After the WikiLeaks-supported Edward Snowden made his very public revelations about National Security Agency spying, the use of Pretty Good Privacy-the easiest publicly availably personal crypto tool-tripled within a few months. The world these obscure libertarians were predicting and making became everyone else's very quickly.
Assange was not the only notable figure to emerge from libertarian crypto communities. In 2008, on a successor to the original cypherpunk listserv, the still-mysterious "Satoshi Nakamoto" introduced the world to Bitcoin, a digital currency whose use doesn't require either side of the transaction to know the other's real identity. Nakamoto had libertarian motives, or at least he understood his creation's appeal to libertarians: He wrote to Hal Finney, the second user of Bitcoin, that the currency was "very attractive to the libertarian viewpoint if we can explain it properly."
Bitcoin connects with Bartlett's narrative via Amir Taaki, a radical he visits in a communal Spanish squat, where we see Taaki and his programmers bridling at traditional commie attempts to settle everything with constant meetings. Taaki's team hole themselves away to work on such challenges as designing a more truly anonymous, rather than just pseudonymous, Bitcoin system. Taaki is enraged when ameliorists connected with the Bitcoin Foundation, such as the software developer Mike Hearn, say things like "people are going to be disappointed when it turns out that bankless money doesn't actually create anarchy." Taaki counters with, "Bitcoins aren't a fucking payment innovation.

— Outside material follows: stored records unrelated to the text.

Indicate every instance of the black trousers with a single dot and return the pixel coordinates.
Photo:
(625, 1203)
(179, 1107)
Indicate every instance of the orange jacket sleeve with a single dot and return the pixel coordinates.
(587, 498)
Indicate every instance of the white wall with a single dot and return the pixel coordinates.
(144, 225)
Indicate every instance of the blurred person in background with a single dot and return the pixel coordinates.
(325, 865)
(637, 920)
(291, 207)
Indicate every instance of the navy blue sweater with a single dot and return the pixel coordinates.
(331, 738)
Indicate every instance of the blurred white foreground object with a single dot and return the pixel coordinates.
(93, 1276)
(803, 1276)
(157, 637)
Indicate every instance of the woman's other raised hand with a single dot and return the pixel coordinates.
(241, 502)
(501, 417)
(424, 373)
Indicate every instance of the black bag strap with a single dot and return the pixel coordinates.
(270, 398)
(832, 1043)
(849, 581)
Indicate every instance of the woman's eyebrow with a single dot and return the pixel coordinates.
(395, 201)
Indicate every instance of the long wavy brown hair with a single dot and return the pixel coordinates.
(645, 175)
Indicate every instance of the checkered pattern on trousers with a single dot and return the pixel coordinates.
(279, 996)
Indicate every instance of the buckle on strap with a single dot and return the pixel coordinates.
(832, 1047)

Bitcoins are a political project."
Bitcoin leads, naturally, to a chapter about the most famous part of the Dark Net, the illegal bitcoin-driven marketplace Silk Road, with the appropriate takeaway that "the real secret of dark net markets is good customer service."
Another dark world Bartlett surveys at chapter length is the one that contains the makers, distributors, and consumers of child pornography. Bartlett is suitably horrified but avoids moral panic, noting that real-world child sex abuse in the Internet age has, as far as the best available data can tell us, dropped by 62 percent in the U.S. and not increased in the United Kingdom.

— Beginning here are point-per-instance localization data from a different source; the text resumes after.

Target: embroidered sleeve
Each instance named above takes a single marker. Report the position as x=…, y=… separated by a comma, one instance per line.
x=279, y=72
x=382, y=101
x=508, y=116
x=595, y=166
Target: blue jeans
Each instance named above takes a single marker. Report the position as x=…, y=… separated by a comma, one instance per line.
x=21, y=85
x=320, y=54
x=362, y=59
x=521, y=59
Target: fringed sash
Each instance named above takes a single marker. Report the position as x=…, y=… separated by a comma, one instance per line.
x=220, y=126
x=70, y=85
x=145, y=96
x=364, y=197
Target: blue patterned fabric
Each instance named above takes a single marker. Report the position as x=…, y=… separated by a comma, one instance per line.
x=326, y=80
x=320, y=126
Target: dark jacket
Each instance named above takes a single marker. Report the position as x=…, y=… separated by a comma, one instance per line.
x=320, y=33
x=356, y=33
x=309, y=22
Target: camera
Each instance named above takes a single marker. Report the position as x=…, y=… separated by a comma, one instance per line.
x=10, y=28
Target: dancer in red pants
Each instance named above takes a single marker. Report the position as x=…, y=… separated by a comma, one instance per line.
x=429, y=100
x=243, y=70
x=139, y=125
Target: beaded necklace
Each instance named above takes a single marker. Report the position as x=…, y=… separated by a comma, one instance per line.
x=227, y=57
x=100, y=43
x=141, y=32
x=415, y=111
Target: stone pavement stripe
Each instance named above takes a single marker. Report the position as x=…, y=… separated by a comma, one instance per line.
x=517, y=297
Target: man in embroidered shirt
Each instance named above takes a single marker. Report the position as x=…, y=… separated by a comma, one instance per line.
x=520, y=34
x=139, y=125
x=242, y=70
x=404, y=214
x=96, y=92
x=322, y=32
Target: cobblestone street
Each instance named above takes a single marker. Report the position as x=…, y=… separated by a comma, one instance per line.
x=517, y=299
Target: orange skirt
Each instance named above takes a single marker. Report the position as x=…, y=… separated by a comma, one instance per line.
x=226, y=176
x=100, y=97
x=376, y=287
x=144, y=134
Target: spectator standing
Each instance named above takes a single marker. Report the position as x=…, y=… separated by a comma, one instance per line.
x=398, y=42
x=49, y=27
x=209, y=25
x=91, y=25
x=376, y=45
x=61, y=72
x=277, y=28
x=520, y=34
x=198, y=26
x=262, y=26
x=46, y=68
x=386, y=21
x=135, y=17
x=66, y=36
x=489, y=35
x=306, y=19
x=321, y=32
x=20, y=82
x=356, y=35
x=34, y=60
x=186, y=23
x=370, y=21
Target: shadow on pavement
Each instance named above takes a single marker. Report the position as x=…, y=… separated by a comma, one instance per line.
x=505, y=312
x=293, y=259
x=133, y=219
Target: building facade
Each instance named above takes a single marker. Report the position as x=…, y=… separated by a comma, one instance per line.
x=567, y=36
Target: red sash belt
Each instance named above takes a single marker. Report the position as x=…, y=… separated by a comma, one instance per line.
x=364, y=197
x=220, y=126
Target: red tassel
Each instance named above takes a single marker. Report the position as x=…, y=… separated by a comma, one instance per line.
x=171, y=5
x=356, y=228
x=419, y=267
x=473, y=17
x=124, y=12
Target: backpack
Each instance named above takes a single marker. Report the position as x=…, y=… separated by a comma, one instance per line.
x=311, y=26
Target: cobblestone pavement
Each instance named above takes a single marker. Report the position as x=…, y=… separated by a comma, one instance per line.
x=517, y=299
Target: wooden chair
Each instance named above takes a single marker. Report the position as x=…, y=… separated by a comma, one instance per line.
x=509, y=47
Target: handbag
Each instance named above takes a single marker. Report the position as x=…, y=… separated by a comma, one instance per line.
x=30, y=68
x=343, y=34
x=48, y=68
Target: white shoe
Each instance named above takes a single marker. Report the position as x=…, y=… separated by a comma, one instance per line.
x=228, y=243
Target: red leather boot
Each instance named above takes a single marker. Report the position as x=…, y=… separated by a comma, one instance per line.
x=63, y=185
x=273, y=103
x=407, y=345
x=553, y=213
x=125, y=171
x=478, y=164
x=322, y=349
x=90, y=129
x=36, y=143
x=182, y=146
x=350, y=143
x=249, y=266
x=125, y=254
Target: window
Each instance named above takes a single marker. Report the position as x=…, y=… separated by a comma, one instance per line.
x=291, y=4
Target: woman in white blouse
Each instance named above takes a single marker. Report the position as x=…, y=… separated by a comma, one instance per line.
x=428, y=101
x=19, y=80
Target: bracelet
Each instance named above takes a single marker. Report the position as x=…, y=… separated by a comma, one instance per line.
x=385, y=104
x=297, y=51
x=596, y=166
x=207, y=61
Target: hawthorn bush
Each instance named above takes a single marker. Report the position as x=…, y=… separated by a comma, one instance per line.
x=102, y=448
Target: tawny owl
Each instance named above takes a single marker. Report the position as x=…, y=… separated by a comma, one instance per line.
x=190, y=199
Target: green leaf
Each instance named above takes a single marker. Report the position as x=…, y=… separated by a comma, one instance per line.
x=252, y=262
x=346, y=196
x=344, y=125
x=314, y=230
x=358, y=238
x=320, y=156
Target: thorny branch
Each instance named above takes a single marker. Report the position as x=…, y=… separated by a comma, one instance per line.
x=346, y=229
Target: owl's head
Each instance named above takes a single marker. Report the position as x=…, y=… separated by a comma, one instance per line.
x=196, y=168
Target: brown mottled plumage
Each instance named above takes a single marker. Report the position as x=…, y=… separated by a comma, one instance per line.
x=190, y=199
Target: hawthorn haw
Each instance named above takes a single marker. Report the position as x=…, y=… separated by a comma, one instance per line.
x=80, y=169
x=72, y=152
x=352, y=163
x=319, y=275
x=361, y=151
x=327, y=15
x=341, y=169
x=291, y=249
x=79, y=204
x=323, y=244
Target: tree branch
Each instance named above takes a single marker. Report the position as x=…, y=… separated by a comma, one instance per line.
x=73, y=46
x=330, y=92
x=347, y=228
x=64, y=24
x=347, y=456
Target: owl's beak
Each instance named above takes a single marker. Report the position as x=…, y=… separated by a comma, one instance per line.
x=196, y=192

The book ends with a step back to the big picture of whether techno-modernity will be a savior or destroyer. Bartlett illustrates the argument by pitting Zoltan Istvan against John Zerzan. Istvan is a popularizer of transhumanism, which wants to use technology to transcend all human limitations. Zerzan is a purveyor of primitivism, the idea of abandoning technological modernity for an allegedly more human, livable, and lovable way of life (for a far smaller number of people than currently live on this Earth).
The book's secret theme becomes clear when Bartlett notes that Zerzan uses the Web to spread his tech-hating ideology. Zerzan sighingly notes that "you need to use every tool at your disposal to spread those ideas, even if you dislike" the instruments in question. Any human need or attitude will fill every niche that human ability allows. If we have an Internet, we are going to do everything possible on the Internet. Everything.
Even after all the darkness he explores, Bartlett seems optimistic. And while he doesn't lay out the reasons for that optimism directly, you may find a reason for hope in his summation of the cypherpunk message. The Net, light or dark, allows us "to hold multiple personalities and identities," he writes. And that "extends the degrees of freedom individuals have, which in the long run will encourage people to live more productive and self-reliant lives, and leave more space for new ways of living."